Your exterior walls should protect you against seasonal changes. The last thing you need is your walls to reflect the outside temperature, bringing cold indoors in winter and the heat in summer. Your insulation solution plays a significant role in creating a protective barrier. However, the first area you should check is your facade and house siding.

Indeed, these require maintenance and care to ensure there are no cracks that would let the rain and air through. These practical cleaning tips can help effectively remove dirt and algae from your exterior walls, ensuring you can protect the surface from damage. In the long term, grime and unwanted vegetation can weaken the wall and create a porous structure that will increase your energy costs.

Sustainability at Home

Love Your Indoor Plants

It’s part of the human psyche: Seeing green plants convince us that our surroundings are more sustainable. While the truth is not as simple as that, there is no denying that plants can be highly beneficial for resource-saving practices at home. Indeed, according to NASA, some plants can actively help clear your indoor air from particles and toxins, ensuring the air inside your home can travel faster and freshen your space. Particles inside your home can affect your living conditions, leading to sick building syndrome. But plants can also help reduce your energy costs through their smart abilities:

Remove toxins encourage better airflow indoors, which means it can reduce your heating costs.

Additionally, moisture-friendly plants can reduce humidity levels in the bathroom or other areas, making your home easier to heat and maintain. Thus to have a promise of sustainability to every corner of your home.

Open Your Windows Once A Day

Renewing the indoor air is essential to keep your home fresh and welcoming. Get into the habit of opening your windows for 30 minutes to an hour every day to change the air. It might seem counterproductive at first. But you will soon notice a significant difference in heating or cooling your home. Indeed, fresh air can improve air circulation inside your property, ensuring a better air passage for heat or coolness, depending on the season.
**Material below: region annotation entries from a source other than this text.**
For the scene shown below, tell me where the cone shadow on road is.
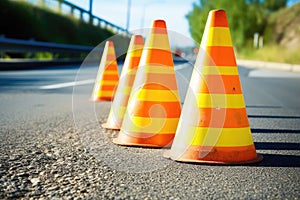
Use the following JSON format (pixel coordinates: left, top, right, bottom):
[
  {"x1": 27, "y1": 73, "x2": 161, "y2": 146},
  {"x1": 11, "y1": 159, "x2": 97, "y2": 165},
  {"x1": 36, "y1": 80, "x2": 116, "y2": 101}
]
[
  {"x1": 251, "y1": 128, "x2": 300, "y2": 133},
  {"x1": 253, "y1": 154, "x2": 300, "y2": 167},
  {"x1": 248, "y1": 115, "x2": 300, "y2": 119},
  {"x1": 254, "y1": 142, "x2": 300, "y2": 150}
]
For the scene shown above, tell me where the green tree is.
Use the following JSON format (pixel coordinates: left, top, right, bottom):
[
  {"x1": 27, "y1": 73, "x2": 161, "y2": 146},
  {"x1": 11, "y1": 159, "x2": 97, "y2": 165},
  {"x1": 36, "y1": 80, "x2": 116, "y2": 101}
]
[
  {"x1": 186, "y1": 0, "x2": 266, "y2": 48},
  {"x1": 264, "y1": 0, "x2": 287, "y2": 11}
]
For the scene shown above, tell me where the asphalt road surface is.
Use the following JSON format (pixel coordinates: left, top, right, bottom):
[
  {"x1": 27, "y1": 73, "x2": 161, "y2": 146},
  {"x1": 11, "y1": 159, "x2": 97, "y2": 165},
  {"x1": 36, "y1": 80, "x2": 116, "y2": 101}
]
[{"x1": 0, "y1": 60, "x2": 300, "y2": 199}]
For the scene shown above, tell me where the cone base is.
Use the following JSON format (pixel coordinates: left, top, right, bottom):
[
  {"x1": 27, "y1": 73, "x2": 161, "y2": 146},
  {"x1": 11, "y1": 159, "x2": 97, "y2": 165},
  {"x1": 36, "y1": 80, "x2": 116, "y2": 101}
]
[
  {"x1": 163, "y1": 150, "x2": 263, "y2": 165},
  {"x1": 113, "y1": 138, "x2": 171, "y2": 148},
  {"x1": 101, "y1": 122, "x2": 120, "y2": 131},
  {"x1": 89, "y1": 97, "x2": 113, "y2": 102}
]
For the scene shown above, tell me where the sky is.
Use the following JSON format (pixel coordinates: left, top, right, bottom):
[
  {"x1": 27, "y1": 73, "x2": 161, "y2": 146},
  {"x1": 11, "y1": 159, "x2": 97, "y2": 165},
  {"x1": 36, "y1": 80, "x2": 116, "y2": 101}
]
[{"x1": 69, "y1": 0, "x2": 197, "y2": 46}]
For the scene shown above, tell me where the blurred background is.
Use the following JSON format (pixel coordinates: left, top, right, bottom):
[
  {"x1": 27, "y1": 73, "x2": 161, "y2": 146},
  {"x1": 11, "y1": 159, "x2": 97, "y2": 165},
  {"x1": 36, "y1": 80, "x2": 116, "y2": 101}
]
[{"x1": 0, "y1": 0, "x2": 300, "y2": 64}]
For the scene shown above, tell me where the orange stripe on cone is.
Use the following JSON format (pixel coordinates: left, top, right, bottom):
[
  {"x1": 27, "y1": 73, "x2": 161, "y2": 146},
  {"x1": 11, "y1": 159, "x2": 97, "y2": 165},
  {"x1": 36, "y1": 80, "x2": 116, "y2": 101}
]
[
  {"x1": 164, "y1": 10, "x2": 262, "y2": 164},
  {"x1": 113, "y1": 20, "x2": 181, "y2": 147},
  {"x1": 90, "y1": 41, "x2": 119, "y2": 101},
  {"x1": 102, "y1": 35, "x2": 144, "y2": 130}
]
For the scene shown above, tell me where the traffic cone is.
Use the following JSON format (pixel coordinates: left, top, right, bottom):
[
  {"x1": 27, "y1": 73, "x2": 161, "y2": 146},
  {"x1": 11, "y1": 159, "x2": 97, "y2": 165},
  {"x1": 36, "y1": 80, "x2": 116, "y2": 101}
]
[
  {"x1": 164, "y1": 10, "x2": 263, "y2": 164},
  {"x1": 102, "y1": 35, "x2": 144, "y2": 130},
  {"x1": 90, "y1": 41, "x2": 119, "y2": 101},
  {"x1": 113, "y1": 20, "x2": 181, "y2": 147}
]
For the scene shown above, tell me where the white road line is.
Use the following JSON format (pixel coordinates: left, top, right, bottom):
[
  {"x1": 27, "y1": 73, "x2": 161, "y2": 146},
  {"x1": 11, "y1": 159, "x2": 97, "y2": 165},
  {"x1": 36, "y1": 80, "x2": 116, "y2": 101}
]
[
  {"x1": 39, "y1": 79, "x2": 95, "y2": 90},
  {"x1": 248, "y1": 69, "x2": 300, "y2": 78}
]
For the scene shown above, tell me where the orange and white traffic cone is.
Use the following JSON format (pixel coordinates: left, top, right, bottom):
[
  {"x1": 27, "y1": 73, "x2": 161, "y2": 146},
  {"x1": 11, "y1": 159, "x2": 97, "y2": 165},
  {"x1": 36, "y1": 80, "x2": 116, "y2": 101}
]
[
  {"x1": 113, "y1": 20, "x2": 181, "y2": 147},
  {"x1": 90, "y1": 41, "x2": 119, "y2": 101},
  {"x1": 102, "y1": 35, "x2": 144, "y2": 130},
  {"x1": 164, "y1": 10, "x2": 262, "y2": 164}
]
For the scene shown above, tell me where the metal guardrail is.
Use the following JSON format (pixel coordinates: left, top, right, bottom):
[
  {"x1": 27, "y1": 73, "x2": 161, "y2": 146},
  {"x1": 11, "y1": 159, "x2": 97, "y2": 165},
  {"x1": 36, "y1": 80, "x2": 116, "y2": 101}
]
[
  {"x1": 21, "y1": 0, "x2": 129, "y2": 35},
  {"x1": 0, "y1": 37, "x2": 96, "y2": 53},
  {"x1": 0, "y1": 37, "x2": 103, "y2": 71}
]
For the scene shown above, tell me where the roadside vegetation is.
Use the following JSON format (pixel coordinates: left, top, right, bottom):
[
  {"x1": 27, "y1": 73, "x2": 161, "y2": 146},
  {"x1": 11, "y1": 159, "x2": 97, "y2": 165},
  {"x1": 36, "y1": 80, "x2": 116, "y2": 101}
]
[
  {"x1": 187, "y1": 0, "x2": 300, "y2": 64},
  {"x1": 0, "y1": 0, "x2": 129, "y2": 59}
]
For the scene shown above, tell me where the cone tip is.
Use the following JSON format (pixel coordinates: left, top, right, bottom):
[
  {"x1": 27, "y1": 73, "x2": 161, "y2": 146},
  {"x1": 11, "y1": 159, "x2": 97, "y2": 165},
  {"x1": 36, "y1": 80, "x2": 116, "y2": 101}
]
[
  {"x1": 132, "y1": 35, "x2": 144, "y2": 45},
  {"x1": 209, "y1": 9, "x2": 228, "y2": 27},
  {"x1": 105, "y1": 40, "x2": 114, "y2": 46},
  {"x1": 152, "y1": 19, "x2": 166, "y2": 28}
]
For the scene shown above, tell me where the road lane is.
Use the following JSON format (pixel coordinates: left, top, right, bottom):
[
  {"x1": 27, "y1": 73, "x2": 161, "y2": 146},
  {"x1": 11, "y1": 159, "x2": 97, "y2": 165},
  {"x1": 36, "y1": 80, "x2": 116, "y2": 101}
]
[{"x1": 0, "y1": 63, "x2": 300, "y2": 199}]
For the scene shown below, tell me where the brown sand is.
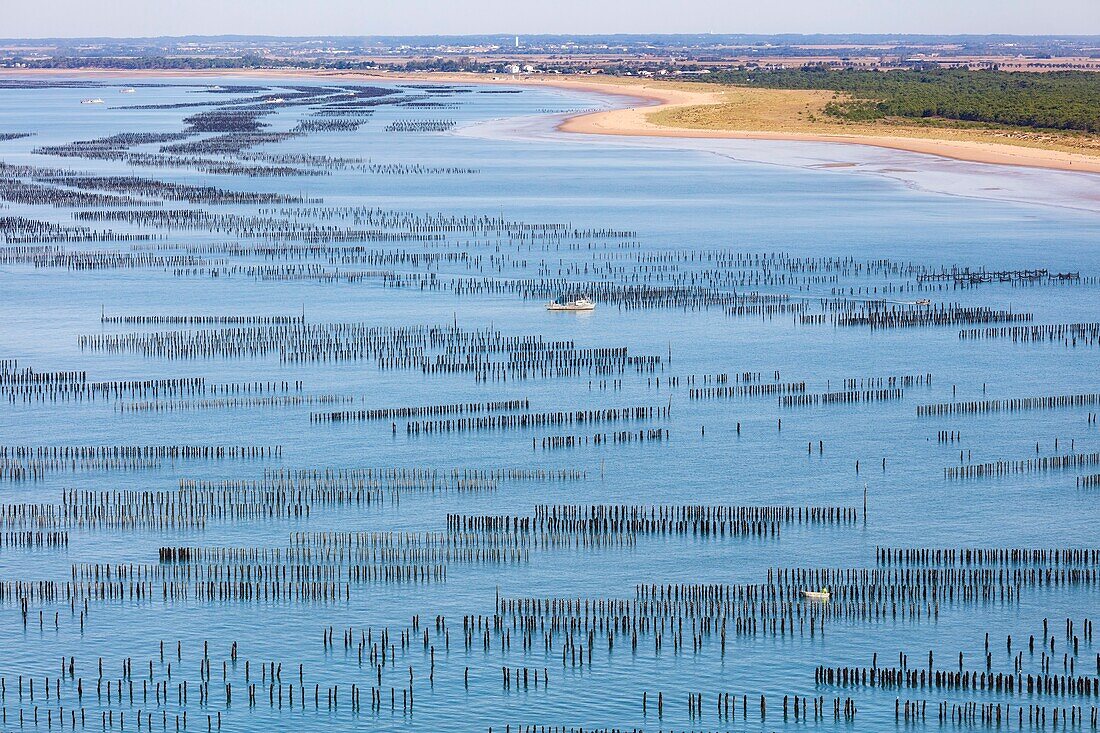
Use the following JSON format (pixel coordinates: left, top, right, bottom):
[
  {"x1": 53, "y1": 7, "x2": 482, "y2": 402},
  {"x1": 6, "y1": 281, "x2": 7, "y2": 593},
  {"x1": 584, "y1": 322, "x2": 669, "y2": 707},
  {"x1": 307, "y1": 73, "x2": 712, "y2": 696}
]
[{"x1": 8, "y1": 69, "x2": 1100, "y2": 173}]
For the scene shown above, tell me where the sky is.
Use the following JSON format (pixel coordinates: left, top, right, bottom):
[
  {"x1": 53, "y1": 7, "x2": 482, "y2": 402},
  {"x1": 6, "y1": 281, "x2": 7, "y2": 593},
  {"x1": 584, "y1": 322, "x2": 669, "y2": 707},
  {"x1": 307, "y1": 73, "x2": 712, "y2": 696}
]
[{"x1": 0, "y1": 0, "x2": 1100, "y2": 39}]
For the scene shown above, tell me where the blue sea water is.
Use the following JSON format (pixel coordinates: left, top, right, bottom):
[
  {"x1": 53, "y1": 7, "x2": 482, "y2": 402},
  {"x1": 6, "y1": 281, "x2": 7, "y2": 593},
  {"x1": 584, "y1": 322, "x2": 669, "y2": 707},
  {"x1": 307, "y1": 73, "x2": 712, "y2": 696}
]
[{"x1": 0, "y1": 77, "x2": 1100, "y2": 731}]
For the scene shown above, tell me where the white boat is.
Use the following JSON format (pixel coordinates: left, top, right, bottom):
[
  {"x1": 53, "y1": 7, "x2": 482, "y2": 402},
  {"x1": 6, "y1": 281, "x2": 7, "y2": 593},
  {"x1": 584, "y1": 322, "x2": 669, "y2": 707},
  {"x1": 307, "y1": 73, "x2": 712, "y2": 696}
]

Additionally, if you fail to renew your indoor air regularly, you may be struggling with dry air, aka air whose moisture level is under 30%. Dry air makes it hard to maintain comfortable temperatures inside your home as it affects your perception of heat. Households with dry air tend to overheat because the perceived temperature is lower. Unfortunately, it creates a vicious circle that can dry your indoor air further and increase your heating costs.

In conclusion, you don’t need to transform your home to introduce sustainability habits. Indeed, you can save natural resources through smart routines that protect your energy consumption. Are you ready to bring your home to the next green level?